Let’s start at the most basic point, what is an algorithm? A quick Google search returns this:
It calls out specifically that an algorithm can be as basic as for division. So, I think it’s fair that many people use the word algorithm over “computer program” because it sounds magical and difficult to understand. Now, there are plenty of algorithms that are very complicated, like the original algorithm for page rank.
However, the most common algorithm used is the basic regression model. This looks something like ax + c = y. You should recognize this as the most basic equation for a line. Each ‘x’ is a conscious decision of what to include. For example, let’s say you want to calculate fuel economy for the vehicle. In this case, x could be your speed at steady state, such as driving down the highway.
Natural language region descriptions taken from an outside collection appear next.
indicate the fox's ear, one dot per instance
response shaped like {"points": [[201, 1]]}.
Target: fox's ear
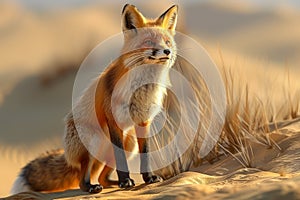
{"points": [[168, 19], [131, 18]]}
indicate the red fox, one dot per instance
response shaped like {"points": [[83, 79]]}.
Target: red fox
{"points": [[145, 42]]}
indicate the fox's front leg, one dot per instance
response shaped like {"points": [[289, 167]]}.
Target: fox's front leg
{"points": [[116, 136], [148, 176]]}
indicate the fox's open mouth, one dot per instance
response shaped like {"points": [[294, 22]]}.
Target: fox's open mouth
{"points": [[160, 59]]}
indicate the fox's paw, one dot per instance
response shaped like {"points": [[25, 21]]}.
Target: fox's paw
{"points": [[95, 188], [153, 179], [127, 183]]}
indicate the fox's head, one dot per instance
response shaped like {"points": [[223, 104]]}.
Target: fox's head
{"points": [[151, 41]]}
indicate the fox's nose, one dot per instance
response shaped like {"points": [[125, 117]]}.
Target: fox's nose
{"points": [[167, 51]]}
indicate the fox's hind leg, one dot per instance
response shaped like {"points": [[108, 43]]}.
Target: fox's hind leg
{"points": [[85, 179]]}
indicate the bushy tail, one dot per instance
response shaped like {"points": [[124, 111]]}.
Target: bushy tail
{"points": [[49, 172]]}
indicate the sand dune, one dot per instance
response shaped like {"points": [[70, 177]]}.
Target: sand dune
{"points": [[275, 176], [256, 45]]}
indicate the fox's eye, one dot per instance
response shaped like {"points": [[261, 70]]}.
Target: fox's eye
{"points": [[149, 43]]}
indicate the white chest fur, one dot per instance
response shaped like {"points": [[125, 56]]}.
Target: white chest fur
{"points": [[139, 95]]}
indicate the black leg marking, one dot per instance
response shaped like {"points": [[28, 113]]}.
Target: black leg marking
{"points": [[122, 168]]}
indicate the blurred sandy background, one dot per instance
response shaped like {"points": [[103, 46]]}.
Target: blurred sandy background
{"points": [[42, 45]]}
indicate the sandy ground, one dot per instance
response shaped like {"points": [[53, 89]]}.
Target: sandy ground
{"points": [[275, 175], [32, 45]]}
If you want to make it more accurate, you need to include other factors, like temperature, your acceleration habits, the time between accelerations, how much weight you have in the vehicle, time between oil changes, you get the idea. This would look like a*speed + b*temp + c*acc+d*freqAcc + e*weight + f*oil + g = y.
Each factor that you include is a choice of the person making the algorithm. In fact, there are tools, like sum of least squares which helps you identify factors that are actually significant (important) to properly estimating y. Furthermore, how you gather the data in your underlying set is also a choice. This is called sampling. There are statistical tools to allow a person to get closer to matching the actual population, but given how large the population is, it’s unreasonable to collect data on the entire population. So you’ll necessarily be estimating for a large portion of the people in your data set.
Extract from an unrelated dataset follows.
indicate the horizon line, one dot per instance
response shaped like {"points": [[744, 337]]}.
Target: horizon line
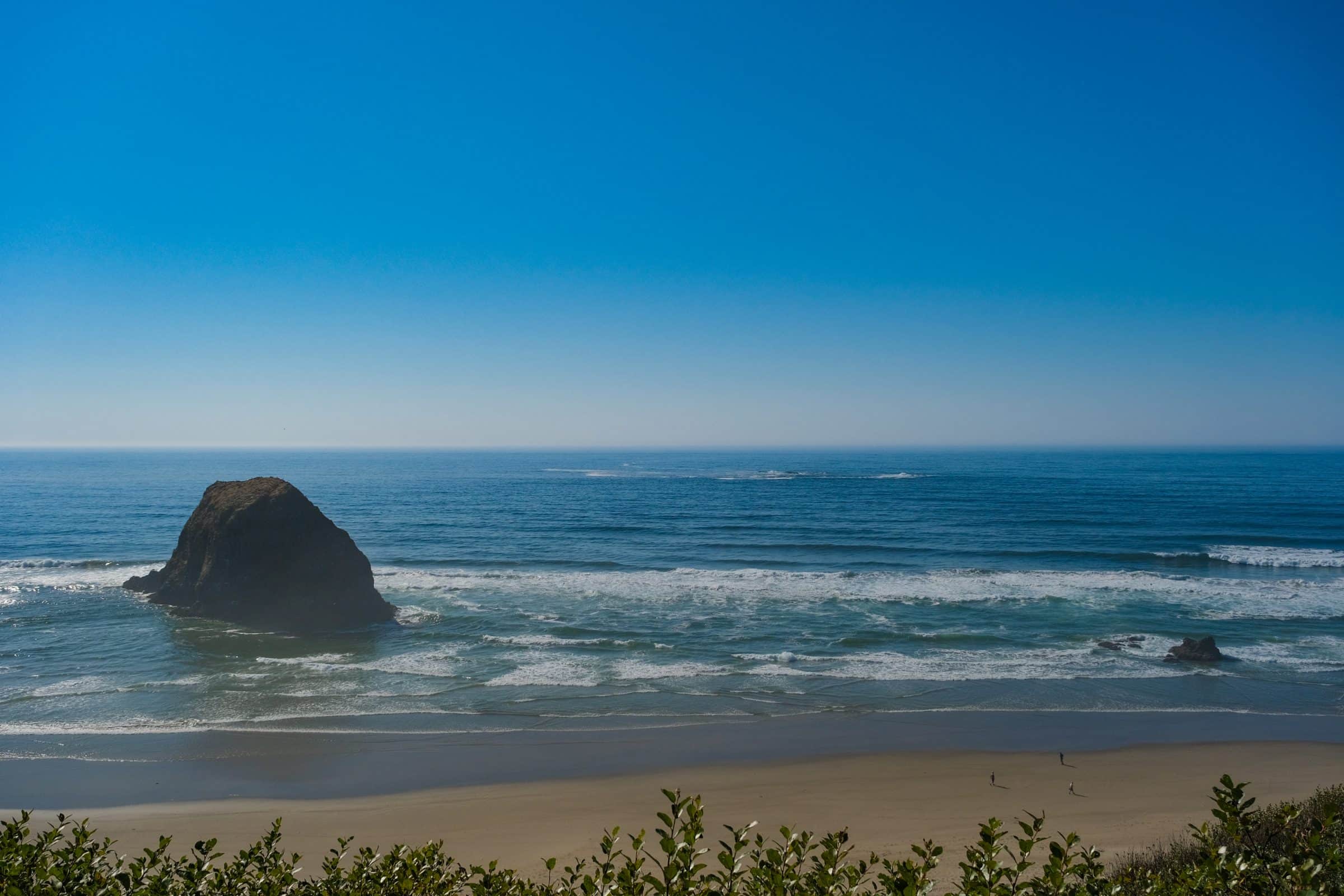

So, if your goal is to calculate interest on a loan using a regression model (algorithm) you have to pick which factors to include in your regression model. You have to pick how you sample the population. You have to pick the values you’re trying to get. You have to pick if you think something could be a proxy for race. You have to decide if you are going to do something about that.
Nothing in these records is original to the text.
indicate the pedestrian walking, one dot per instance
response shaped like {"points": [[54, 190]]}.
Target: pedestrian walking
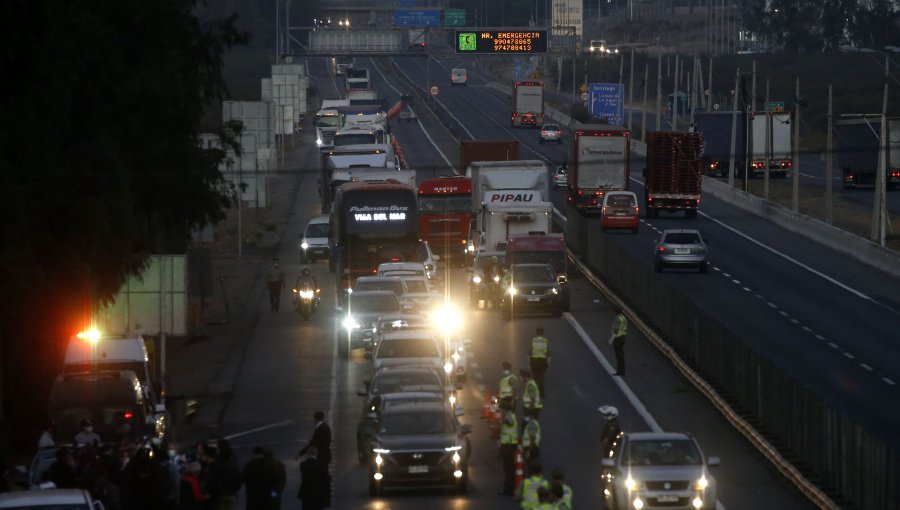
{"points": [[527, 491], [321, 440], [275, 280], [617, 339], [561, 491], [509, 443], [315, 483], [539, 358], [531, 395], [264, 478]]}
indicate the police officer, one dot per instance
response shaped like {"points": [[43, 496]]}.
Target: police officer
{"points": [[275, 281], [617, 339], [527, 491], [539, 358], [531, 395], [507, 391], [509, 443]]}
Any bank will know all the factors that represent race. Zip code, high school, university, names, etc… In this case, they made the choice to ignore how these factors could be skewing the credit score and therefore the interest rate.
Anyone telling you that they had no way of knowing an algorithm is racist, is lying to you, thinks you’re stupid, or shouldn’t be trusted with your money. Probably all three. Reporters need to be more critical about accepting “iT wAs ThE AlGoRiThM” from any company.